CLAUDIA – La spia più credibile di tutte ha le fattezze di Margo Martindale che appare e scompare come guest di lusso, pronta a dispensare perle come “Siete già vivi, ed è un buon segno” e poi andarsene non prima di aver lanciato sentenze di morte come noccioline al vento. In generale, e seriamente, Claudia arriva per rilanciare l’azione quando si rischia la noja definitiva: Chi ha ucciso Emmett e Leane? Ora tocca a Paige, cose così. Meno pessime sitcom (The Millers) e più action nel futuro della nostra Margo.

 

 

LA LAVANDERIA di CASA JENNINGS – “Mamma, ma cosa fai, il bucato alle tre di notte?” “Paige, se non la smetti di rompere il cazzo ti faccio lavare i pavimenti con la lingua. Anzi, guarda, inizia a prendere il Mastro Lindo”. Ogni serie ha bisogno dei propri LUOGHI riconoscibili. L’ascensore per alcuni, lo stanzino delle scope per altri. The Americans ha questa lavanderia al piano di sotto in cui succedono cose  tipo Elizabeth che finge di piegare sempre gli  stessi panni e intanto Philip gioca all’alfabeto morse con un sottomarino sovietico invisibile ai radar americani.

 

 

Nina

 

 

NINA SERGEEVNA – A furia di tripli giochi si finisce così. Pestata come una zampogna dagli amici tuoi, tradita da chiunque e pronta a rientrare alla Casa Madre per processi sommari in cui se ti va bene vieni buttata nel MAR MORTO con un pilone di cemento attaccato ai piedi. E non importa se prima hai dovuto stendere umilianti rapporti al KGB in cui ammettevi che sì, l’ho stimolato oralmente e gli ho permesso di penetrarmi in ogni dove, non importa se hai dovuto stringere le natiche durante la macchina della verità (!), non importa se l’unica cosa che volevi, forse, era non avere pensieri e andare a ballare. Hai scelto questa vita, ci devi stare. La scena dell’Addio di Nina Sergeevna vince il premio struggenza, la voce dell’attrice che interpreta Nina il premio SEXI MOSCOW 2013/2014.

 
2 Martha

 

 

MARTHA LA CESSA MA NON FESSA- “Ti amo, e farei qualunque cosa per te”. Mettiamo il caso che tu sia una spia e che nel tempo libero tu faccia raccolta di MOGLI FINTE: Martha, l’adorabile Martha è il meglio che possa capitarti. Una che non fa mai storie, che non si lamenta se scompari nel nulla per MESI, una che al mattino si presenta con quei bigodini, che pensa solo a mangiare uova fritte e bacon. Soprattutto, una che ne VUOLE SEMPRE E COMUNQUE. Che se inizia a farti un gioco di mano ma a te non ti tira che cinque minuti fa hai commesso omicidi plurimi a profusione, lei ti guarda con quegli occhietti a pompinello e ti chiede: “Cosa c’è darling? Vuoi che ci vada di bocca?”. Una che non si accorge mai di nulla, che pare cogliona ma poi ti spiazza così: “Caro, non devi nascondermi niente. Amo perfino il tuo parrucchino”. E tu che credevi di usare una COLLA PILIFERA invisibile. No Martha, No The Americans.

 

 

3 Replies to “Nel nome del Bene Superiore”
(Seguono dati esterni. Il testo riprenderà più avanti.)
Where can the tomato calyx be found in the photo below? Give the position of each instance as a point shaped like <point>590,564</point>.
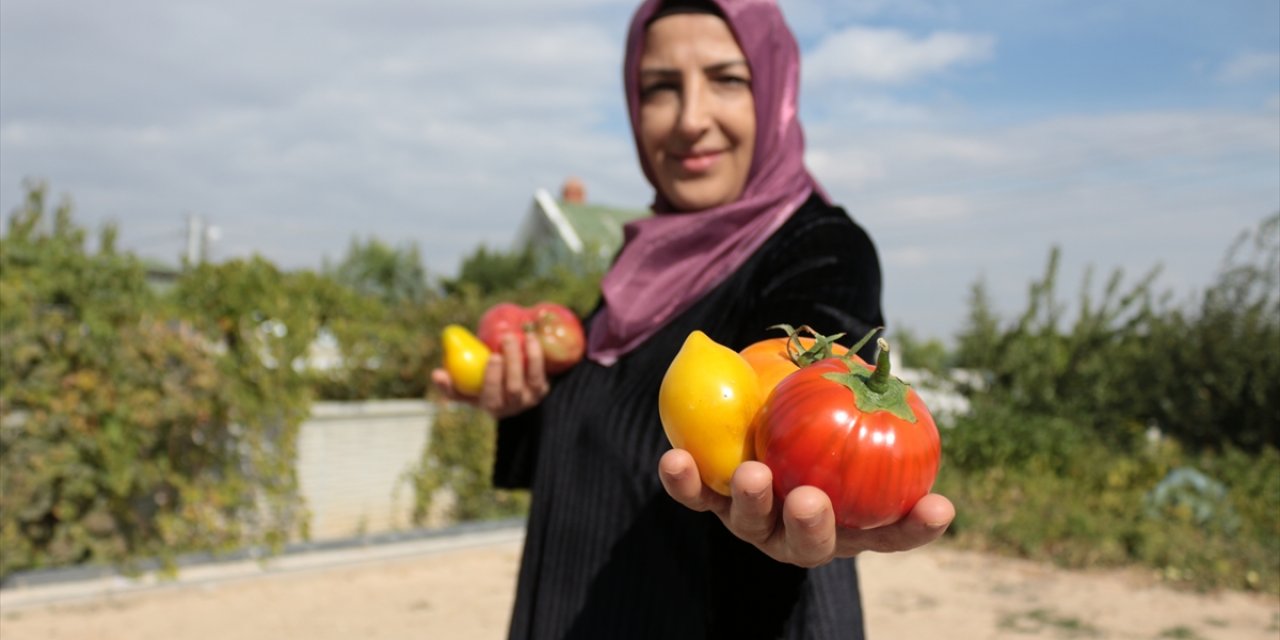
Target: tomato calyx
<point>818,351</point>
<point>874,389</point>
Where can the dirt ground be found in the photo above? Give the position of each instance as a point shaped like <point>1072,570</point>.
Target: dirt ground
<point>466,593</point>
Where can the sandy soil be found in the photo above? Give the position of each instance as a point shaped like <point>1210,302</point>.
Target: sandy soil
<point>466,593</point>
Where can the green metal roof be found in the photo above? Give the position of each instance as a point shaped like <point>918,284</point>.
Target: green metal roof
<point>599,225</point>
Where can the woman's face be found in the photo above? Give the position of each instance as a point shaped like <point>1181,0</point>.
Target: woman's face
<point>696,112</point>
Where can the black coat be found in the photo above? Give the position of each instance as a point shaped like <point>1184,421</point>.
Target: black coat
<point>608,554</point>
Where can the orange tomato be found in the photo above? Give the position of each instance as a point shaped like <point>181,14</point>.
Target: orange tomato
<point>772,360</point>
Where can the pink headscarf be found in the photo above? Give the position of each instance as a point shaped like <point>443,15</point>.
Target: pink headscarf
<point>668,261</point>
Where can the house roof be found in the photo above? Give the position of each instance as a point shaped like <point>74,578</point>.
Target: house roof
<point>597,224</point>
<point>577,224</point>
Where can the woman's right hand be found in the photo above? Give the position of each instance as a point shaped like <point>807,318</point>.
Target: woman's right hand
<point>511,383</point>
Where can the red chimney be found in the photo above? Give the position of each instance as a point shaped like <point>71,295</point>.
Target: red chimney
<point>574,191</point>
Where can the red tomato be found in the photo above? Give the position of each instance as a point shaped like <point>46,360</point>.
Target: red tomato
<point>776,359</point>
<point>854,432</point>
<point>502,319</point>
<point>560,334</point>
<point>557,329</point>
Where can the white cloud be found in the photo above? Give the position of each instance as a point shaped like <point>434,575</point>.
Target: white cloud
<point>882,55</point>
<point>1251,65</point>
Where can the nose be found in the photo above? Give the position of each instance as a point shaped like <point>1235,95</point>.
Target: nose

  1. ho bingiato e apprezzato serie e post. non sono d’accordissimo sulla mini-serie. per me andava benone così. sarà il mio debole per elizabeth o le parrucche.

  2. *Cidindon: durante il binge a un certo punto m’è parso, come dire, che avessero finito le parrucche di Elizabeth

  3. Io quei due là li becco sempre a inciuciare al bancone del bar. Da mesi.